Shower Curtains Over Windows
You’ll want to keep heat in your room but still allow natural light to enter the room from a window. A great way to help you do that is with a shower curtain. Remove the shower curtain from the bathroom – without power no one is going to want to take a cold shower anyways. Carefully tape or attach the clear shower curtain to the wall so that natural light can come through the curtain but it prevents hot air from leaving through the window.

Rugs or Carpet
Make sure that heat isn’t escaping through the floor either. Take rugs and mats from around the home and lay them down in your room. Add a few layers between you and the cold floor.

Put on a Hat
“[The] reason we lose heat through our head is because most of the time when we’re … in the cold, we’re clothed,” said Richard Ingebretsen, adjunct instructor at the University of Utah School of Medicine. “If you don’t have a hat on, you lose heat through your head, just as you would lose heat through your legs if you were wearing shorts.”

Leave During the Day
You don’t want your home to become a cold dungeon. Make the family go outside and soak up the rays during the day. Obviously, if there is a winter storm, you’ll have to stay indoors. But make the house a warm location to return to at the end of the day instead of a cold jail.

In other words, use common sense! Together we can beat the cold without driving up the power bill with just a little effort.
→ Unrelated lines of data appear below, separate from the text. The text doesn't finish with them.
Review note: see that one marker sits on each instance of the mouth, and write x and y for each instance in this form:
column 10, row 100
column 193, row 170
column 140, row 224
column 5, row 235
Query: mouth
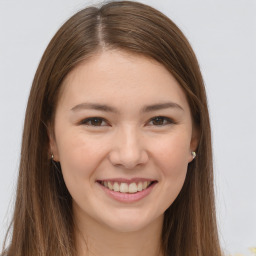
column 127, row 187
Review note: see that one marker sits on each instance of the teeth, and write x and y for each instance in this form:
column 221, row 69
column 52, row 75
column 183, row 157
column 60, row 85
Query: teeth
column 109, row 185
column 125, row 187
column 116, row 187
column 140, row 186
column 133, row 188
column 144, row 185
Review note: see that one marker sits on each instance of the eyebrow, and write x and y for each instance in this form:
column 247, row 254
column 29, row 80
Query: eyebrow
column 145, row 109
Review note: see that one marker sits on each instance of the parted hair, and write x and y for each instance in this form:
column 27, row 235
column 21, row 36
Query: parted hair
column 43, row 222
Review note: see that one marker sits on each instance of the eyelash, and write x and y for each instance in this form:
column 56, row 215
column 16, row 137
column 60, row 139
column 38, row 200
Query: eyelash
column 166, row 121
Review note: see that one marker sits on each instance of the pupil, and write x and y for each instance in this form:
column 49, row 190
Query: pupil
column 158, row 121
column 96, row 122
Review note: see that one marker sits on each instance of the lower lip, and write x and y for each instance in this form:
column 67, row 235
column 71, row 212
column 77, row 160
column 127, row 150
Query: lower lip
column 127, row 197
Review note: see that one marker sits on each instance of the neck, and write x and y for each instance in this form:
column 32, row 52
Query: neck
column 96, row 239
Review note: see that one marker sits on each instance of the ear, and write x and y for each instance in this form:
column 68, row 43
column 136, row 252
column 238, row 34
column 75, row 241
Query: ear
column 53, row 149
column 194, row 142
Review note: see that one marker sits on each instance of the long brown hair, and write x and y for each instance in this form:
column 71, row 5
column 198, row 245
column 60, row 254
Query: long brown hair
column 42, row 223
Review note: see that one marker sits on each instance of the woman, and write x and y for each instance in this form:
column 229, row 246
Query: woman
column 116, row 153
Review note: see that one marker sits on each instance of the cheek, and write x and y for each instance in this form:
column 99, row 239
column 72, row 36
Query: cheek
column 79, row 156
column 172, row 154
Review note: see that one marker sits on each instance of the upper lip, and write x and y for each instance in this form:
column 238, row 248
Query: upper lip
column 124, row 180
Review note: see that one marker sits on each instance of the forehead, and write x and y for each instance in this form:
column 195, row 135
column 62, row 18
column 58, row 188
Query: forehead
column 122, row 79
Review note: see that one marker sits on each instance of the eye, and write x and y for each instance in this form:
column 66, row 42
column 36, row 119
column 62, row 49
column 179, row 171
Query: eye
column 160, row 121
column 94, row 121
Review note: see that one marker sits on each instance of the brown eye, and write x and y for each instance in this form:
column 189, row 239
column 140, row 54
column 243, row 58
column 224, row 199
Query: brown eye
column 160, row 121
column 94, row 121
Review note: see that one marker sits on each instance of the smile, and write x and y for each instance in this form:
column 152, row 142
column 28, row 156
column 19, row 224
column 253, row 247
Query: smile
column 124, row 187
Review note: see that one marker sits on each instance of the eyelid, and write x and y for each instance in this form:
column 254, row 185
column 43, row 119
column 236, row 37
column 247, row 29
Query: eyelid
column 89, row 119
column 168, row 119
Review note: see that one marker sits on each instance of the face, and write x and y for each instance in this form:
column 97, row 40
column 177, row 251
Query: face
column 123, row 135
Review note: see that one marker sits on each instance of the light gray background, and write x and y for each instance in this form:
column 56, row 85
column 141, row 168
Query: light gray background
column 223, row 35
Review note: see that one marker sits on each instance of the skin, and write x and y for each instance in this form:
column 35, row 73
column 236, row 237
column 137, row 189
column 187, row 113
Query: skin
column 127, row 143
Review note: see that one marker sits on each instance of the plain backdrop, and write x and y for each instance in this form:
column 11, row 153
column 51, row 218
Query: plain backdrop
column 223, row 35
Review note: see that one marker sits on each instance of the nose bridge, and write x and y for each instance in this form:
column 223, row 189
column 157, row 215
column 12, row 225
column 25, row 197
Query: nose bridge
column 128, row 149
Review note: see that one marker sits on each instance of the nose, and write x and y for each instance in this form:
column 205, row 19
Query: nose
column 127, row 149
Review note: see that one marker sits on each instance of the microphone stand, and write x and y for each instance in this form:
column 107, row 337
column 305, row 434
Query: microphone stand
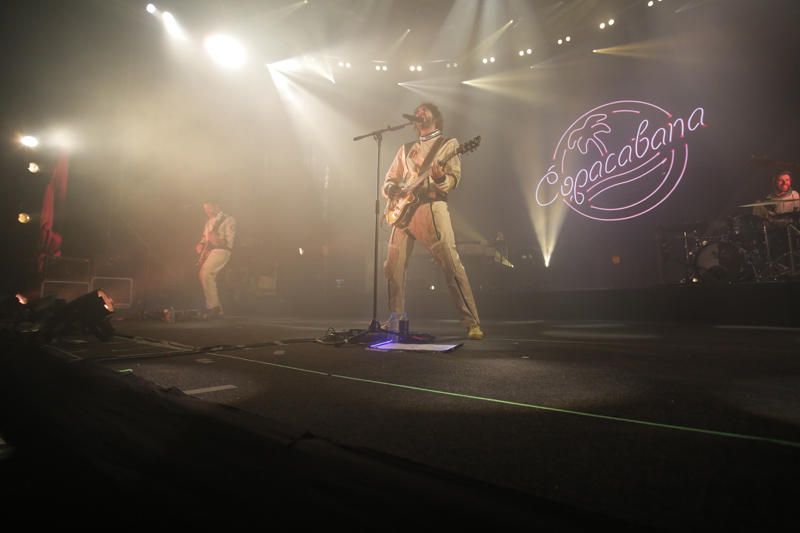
column 375, row 331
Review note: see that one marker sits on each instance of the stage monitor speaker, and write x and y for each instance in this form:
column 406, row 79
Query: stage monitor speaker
column 67, row 269
column 120, row 290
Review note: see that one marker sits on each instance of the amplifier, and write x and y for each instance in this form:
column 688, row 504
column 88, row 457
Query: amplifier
column 64, row 290
column 67, row 268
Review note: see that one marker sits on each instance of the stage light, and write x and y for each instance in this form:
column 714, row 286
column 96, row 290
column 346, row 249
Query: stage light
column 29, row 141
column 61, row 139
column 172, row 26
column 226, row 51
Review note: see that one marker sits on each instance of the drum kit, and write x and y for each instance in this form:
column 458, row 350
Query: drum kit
column 745, row 248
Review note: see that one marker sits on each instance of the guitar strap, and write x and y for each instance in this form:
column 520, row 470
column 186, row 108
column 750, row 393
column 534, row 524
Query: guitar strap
column 429, row 158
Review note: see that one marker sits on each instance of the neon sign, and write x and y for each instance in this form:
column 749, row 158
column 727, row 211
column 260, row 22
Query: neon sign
column 619, row 160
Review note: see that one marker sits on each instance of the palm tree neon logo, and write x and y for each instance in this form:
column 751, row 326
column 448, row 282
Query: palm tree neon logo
column 619, row 160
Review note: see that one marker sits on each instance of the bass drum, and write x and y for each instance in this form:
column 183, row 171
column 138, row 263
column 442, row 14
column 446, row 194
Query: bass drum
column 720, row 262
column 747, row 231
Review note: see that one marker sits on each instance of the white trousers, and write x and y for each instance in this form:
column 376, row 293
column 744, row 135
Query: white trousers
column 431, row 226
column 216, row 261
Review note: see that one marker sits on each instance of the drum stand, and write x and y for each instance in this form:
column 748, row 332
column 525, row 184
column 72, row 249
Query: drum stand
column 791, row 231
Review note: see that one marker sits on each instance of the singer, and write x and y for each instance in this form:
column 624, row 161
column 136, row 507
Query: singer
column 430, row 222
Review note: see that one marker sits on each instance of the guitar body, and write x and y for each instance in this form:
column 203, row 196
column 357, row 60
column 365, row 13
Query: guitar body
column 203, row 256
column 400, row 208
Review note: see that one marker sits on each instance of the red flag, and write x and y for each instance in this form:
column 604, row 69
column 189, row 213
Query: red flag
column 54, row 195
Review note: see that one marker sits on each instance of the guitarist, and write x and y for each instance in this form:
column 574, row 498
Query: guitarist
column 214, row 248
column 430, row 221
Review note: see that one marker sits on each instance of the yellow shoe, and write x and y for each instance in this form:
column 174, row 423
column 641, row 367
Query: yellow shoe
column 475, row 333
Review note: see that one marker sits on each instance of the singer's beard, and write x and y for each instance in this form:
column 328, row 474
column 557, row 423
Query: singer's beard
column 428, row 124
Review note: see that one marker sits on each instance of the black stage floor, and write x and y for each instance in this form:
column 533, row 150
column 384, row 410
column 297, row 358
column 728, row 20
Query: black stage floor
column 569, row 424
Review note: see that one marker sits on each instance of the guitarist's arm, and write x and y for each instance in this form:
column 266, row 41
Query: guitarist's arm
column 396, row 174
column 447, row 177
column 200, row 246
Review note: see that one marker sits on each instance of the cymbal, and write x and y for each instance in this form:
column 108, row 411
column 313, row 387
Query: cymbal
column 774, row 162
column 692, row 226
column 761, row 204
column 789, row 216
column 770, row 202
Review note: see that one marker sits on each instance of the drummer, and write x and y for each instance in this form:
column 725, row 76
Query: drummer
column 786, row 199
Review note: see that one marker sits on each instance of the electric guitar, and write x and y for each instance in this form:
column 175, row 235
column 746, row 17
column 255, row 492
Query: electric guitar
column 207, row 246
column 401, row 206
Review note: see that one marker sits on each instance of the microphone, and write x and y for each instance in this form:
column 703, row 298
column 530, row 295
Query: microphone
column 413, row 118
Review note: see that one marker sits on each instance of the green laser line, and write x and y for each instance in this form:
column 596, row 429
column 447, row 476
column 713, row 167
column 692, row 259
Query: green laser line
column 579, row 413
column 287, row 367
column 660, row 425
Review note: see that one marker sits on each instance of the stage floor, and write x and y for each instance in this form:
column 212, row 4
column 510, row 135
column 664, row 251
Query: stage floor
column 656, row 424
It may not seem such a big thing now but later, if ever the grid goes down, you will be grateful for these solid options!
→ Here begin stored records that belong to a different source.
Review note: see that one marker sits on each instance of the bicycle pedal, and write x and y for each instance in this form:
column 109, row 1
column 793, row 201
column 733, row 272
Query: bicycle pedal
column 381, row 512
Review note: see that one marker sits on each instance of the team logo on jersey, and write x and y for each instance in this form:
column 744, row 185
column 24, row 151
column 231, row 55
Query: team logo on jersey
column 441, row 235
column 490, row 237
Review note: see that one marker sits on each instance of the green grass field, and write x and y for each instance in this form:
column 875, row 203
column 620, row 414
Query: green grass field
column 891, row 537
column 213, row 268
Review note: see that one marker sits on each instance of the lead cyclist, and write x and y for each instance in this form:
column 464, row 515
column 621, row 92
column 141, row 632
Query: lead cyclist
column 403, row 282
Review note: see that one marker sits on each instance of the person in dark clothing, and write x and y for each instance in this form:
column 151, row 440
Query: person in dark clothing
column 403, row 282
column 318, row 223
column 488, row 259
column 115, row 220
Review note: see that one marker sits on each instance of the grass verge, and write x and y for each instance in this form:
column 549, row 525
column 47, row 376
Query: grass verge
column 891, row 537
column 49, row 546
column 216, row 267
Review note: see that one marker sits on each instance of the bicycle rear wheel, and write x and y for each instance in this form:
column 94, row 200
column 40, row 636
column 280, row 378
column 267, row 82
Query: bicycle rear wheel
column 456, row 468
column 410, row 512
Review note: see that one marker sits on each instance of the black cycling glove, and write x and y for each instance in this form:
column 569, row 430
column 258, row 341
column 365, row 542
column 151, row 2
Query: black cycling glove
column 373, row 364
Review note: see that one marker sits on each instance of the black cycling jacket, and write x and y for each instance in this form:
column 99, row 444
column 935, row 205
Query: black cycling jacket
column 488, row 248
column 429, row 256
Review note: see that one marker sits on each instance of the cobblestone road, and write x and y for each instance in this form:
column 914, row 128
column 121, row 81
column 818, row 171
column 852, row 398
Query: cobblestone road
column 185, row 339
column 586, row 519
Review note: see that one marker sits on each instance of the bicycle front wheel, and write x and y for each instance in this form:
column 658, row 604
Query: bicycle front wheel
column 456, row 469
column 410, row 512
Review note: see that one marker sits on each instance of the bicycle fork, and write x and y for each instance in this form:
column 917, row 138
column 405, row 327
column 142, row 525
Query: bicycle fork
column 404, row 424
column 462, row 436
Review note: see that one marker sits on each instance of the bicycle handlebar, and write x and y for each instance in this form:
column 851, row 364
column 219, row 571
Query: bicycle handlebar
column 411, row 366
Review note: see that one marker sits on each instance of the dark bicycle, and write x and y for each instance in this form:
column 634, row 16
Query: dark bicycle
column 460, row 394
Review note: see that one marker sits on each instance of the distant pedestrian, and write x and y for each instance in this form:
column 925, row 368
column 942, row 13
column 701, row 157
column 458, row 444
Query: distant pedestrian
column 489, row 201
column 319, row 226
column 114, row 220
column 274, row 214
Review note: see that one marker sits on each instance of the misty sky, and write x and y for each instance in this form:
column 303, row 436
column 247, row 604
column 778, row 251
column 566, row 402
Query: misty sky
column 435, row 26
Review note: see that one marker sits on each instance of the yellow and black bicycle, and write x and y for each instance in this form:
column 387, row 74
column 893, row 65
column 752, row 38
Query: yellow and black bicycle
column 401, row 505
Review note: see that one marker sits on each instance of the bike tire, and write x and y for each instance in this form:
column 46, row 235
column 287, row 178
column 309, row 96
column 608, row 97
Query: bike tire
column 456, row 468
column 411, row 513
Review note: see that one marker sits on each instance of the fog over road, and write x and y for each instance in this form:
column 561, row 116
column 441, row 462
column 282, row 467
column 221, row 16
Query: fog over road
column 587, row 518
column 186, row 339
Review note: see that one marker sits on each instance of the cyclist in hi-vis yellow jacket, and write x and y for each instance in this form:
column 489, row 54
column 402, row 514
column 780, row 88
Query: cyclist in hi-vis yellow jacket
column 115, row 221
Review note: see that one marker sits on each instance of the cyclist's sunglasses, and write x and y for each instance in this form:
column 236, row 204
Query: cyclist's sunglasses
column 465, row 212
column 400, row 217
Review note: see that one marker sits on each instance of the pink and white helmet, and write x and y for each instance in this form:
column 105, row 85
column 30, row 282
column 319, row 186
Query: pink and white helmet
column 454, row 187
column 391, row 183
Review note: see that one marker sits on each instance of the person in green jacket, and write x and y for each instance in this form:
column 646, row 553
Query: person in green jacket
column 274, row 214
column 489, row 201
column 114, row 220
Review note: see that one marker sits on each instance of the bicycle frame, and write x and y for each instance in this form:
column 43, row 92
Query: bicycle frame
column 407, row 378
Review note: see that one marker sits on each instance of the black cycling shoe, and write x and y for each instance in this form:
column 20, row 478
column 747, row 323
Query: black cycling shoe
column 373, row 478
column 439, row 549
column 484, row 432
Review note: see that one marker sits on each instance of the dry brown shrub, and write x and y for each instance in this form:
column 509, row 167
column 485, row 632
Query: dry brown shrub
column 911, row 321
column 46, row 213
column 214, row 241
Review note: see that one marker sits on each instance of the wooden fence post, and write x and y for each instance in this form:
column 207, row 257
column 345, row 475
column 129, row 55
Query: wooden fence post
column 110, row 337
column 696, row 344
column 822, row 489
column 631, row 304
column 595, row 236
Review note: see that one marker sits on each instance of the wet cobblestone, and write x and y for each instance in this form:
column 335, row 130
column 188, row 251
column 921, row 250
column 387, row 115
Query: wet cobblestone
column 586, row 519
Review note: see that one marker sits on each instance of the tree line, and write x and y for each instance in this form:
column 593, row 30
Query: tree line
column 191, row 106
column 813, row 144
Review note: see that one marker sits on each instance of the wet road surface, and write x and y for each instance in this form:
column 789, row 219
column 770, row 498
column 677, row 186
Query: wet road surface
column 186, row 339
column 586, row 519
There are plenty more ideas! Go over to SHTF Preparedness and check them out. If ever you’ve felt deprived when told never to eat before you go to bed – you will love number ten!


12 Comments

  1. Bill Thuem said:

    I ain’t gonna worry about it, in south central Texas !!!

  2. Mike Gifford said:

    Just be careful of carbon monoxide with a diesel heater. I lost power during a snowstorm last year and used a generator to power electric space heaters. Don’t out out the same BTUs but kept the room we stayed in around 64.

  3. James Thomas said:

    Wear clothes. Running around 1/2 naked won’t do you any good. You’re welcome.

  4. Shane Lee said:

    Fire up my generator and run extention chords inside. I can power, fireplace, lights, pressure tank for water, tv wifi, freezer and a Lil toaster oven. Did this during an ice storm.

  5. Eric Blanchard said:

    Propane heat. Propane emits carbon dioxide which in elevated levels can still make you sick but is a fraction the lethality of carbon monoxide

  6. Eric Blanchard said:

    Propane produces carbon dioxide when burned. Much much safer than carbon monoxide from diesel and gasoline generators and things of that nature . I agree with you

  7. Sam Jackson said:

    Close off rooms not being used, don’t open doors or windows to the outside to go in and out unless necessary, keep refrigerator door closed, have a back up heat source that heats with ready available fuel like wood, have ready a solar generator to run important devices like small appliances and to charge your phones, have plenty of candles and or oil lamps, have a gravity feed water filtration system for clean drinking water, also have a supply of long shelf life food and bottled water supply.

  8. James Pallasch said:

    A 10,000 watt generator will run most houses adequately in an emergency.. I am hardwired into my circuit breaker panel and all I need do is trip the main breaker and plug the generator in from the well ventilated garage, Lock out the main if possible or place a sign DO NOT ENGAGE MAIN BREAKER! A decent generator will run about a thousand and wiring maybe a hundred more. You can get by with a 3500 watt size for under $400.00. You must time share different appliances but what to hell, you are not freezing! Try to get a 220 volt gen so as to operate both legs of your breaker panel if you are going to plug your gen. to a 220 volt outlet! If any doubt exists, consult an electrician to be safe! In your absence, do not leave the generator running for safety reasons. My money is on a generator for any seasonal power outage.